Timing and the Product Life Cycle
Another unanswered question and a promising field for further research is the topic of the appropriate timing for participation in OI. This includes both the timing in terms of firm size and maturity and the product life cycle. As mentioned above, firms tend to capture value from OI only when they have created some value in the form of absorptive capacity, despite the size and maturity of the entity. On the other hand, in terms of product lifecycle, OI proves to be beneficial in both the R&D phase before the deployment of a product and in the post-deployment phase of maintaining and further advancing the quality of a product.
Open source, for example, has been accused of focusing on the re-implementation and commoditization of prior technologies rather than creating new and disruptive innovation. To defend the aforesaid, claimants turn to examples like Linux as a low-cost Unix, as well as MySQL and OpenOffice. This undermines the statement that open source as OI is an appropriate approach when conducting R&D, prior the deployment of a highly-beneficial and disruptive product. Nonetheless, open-source has proven to be a low-cost source for innovative ideas and knowledge, which could not have been produced with solely internal firm resources.
Feasibility of the Organizational Form
Another research terra incognita and a pending OI challenge remain the various organizational forms and their feasibility in supporting specific OI initiatives. Often OI involves a heterogeneous network of contributors, which are rebuttably presumed to follow a shared organizational culture, facilitating a productive joint-effort. However, this multitude of actors, including corporate entities, sometimes individuals and often governmental institutions, and the variety of interests those subjects pursue, elevate the importance of the question which is the most appropriate organizational form, which will align those disparate interests and channel them into a productive collaborative effort.
Modularization and Externalization of the Production of Components and Complements
The continuous modularization of technologies and products, allowing the external production of components in the software industry, remains to be identified as either beneficial for Open Innovation or a characteristic, which might become a hurdle to the future development of the trend. Accepting donations from a wide community of unknown external contributors can pose threats in the form of potential IP rights infringement. Some authors have speculated that the famous SCO/Linux public and legal disputes were the product of a deliberate infringing “stealth” IP donation to the project, in order to sabotage its success. The software company “SCO Group” claimed that IBM, a licensee of SCO at the time, violated the license contractual terms by contributing to Linux such source code, which allegedly constituted SCO trade secret. Furthermore, in August, 2003 SCO made an attempt to issue invoices to companies using Linux, thus causing a stir amongst the Linux community and bringing uncertainty in the future of the until then successful open-source project.
Limitations of the Firm
While some firms increasingly participate in virtual teams, R&D consortia, join-ventures, etc. a general cause behind this trend remains to be deducted. Do firms leverage external knowledge since they belong to low-tech industries, in which goods have been commoditized and R&D produces little competitive advantage? Or can a more general conclusion be made, that R&D is no longer necessary to be performed exclusively within the boundaries of the firm, regardless of its parameters, such as its size or the characteristics of the market? On the other hand, which is the prevailing moment for a company in which the costs of openness start to exceed the benefits of it? Can too much openness be negative for the company’s health and which are the indicators for that?

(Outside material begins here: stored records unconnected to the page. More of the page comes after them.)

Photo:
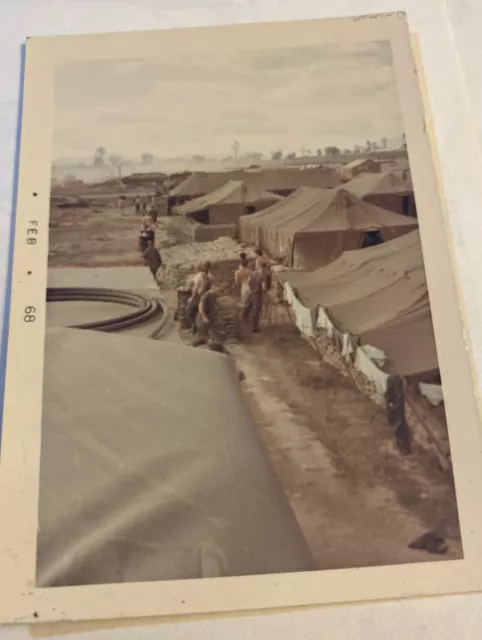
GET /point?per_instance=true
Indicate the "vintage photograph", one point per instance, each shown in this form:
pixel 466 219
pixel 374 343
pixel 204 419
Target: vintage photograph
pixel 241 374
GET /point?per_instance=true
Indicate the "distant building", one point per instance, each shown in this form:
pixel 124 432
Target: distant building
pixel 363 165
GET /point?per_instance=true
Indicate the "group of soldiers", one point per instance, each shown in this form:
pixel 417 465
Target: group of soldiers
pixel 254 282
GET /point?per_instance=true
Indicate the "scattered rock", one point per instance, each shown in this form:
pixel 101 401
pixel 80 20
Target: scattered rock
pixel 431 541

Threats to Profitability and External Spillovers
Open innovation doesn’t always mean profitability. Not carefully planned OI initiatives have the potential to result in decreased control of firm-essential IP and thus loss of technological competitive advantage. In fiercely competitive environments a spillover can easily become more of a re-appropriation and transform into free-riding. Hence, Open Innovation is a double-edged sword if not managed carefully. Compiling best practices and advices into OI guidelines and conducting experience-sharing initiatives can become an effective method in avoiding such negative results, which stifle participation in OI initiatives.

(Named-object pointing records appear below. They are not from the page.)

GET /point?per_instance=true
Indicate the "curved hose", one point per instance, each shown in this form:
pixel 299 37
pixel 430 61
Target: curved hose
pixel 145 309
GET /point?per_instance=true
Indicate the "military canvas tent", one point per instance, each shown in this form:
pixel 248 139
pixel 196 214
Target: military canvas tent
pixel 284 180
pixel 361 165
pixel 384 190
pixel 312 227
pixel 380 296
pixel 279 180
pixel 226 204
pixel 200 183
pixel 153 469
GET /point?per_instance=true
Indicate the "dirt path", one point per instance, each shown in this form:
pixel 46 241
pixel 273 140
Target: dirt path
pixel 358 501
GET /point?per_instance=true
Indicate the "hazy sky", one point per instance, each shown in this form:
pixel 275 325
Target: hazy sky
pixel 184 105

Failure and Abandonment of OI Projects
Many OI project and initiatives fail to meet their intended goals, while others manage to succeed. There is no extensive research on the question why some of these projects terminate and others don’t. Is it a product of fierce rivalry between participants or a manifestation of the ephemeral nature of technology in todays’ turbulent economy? The economic, social and technological processes and interdependencies, which can be observed in a specific OI initiative can give insights on the answer, thus providing highly-valuable information for both academic and business practice purposes. The issue of sustainability over time is of utmost importance in terms of open-source communities, functioning mainly on the basis of voluntary participation.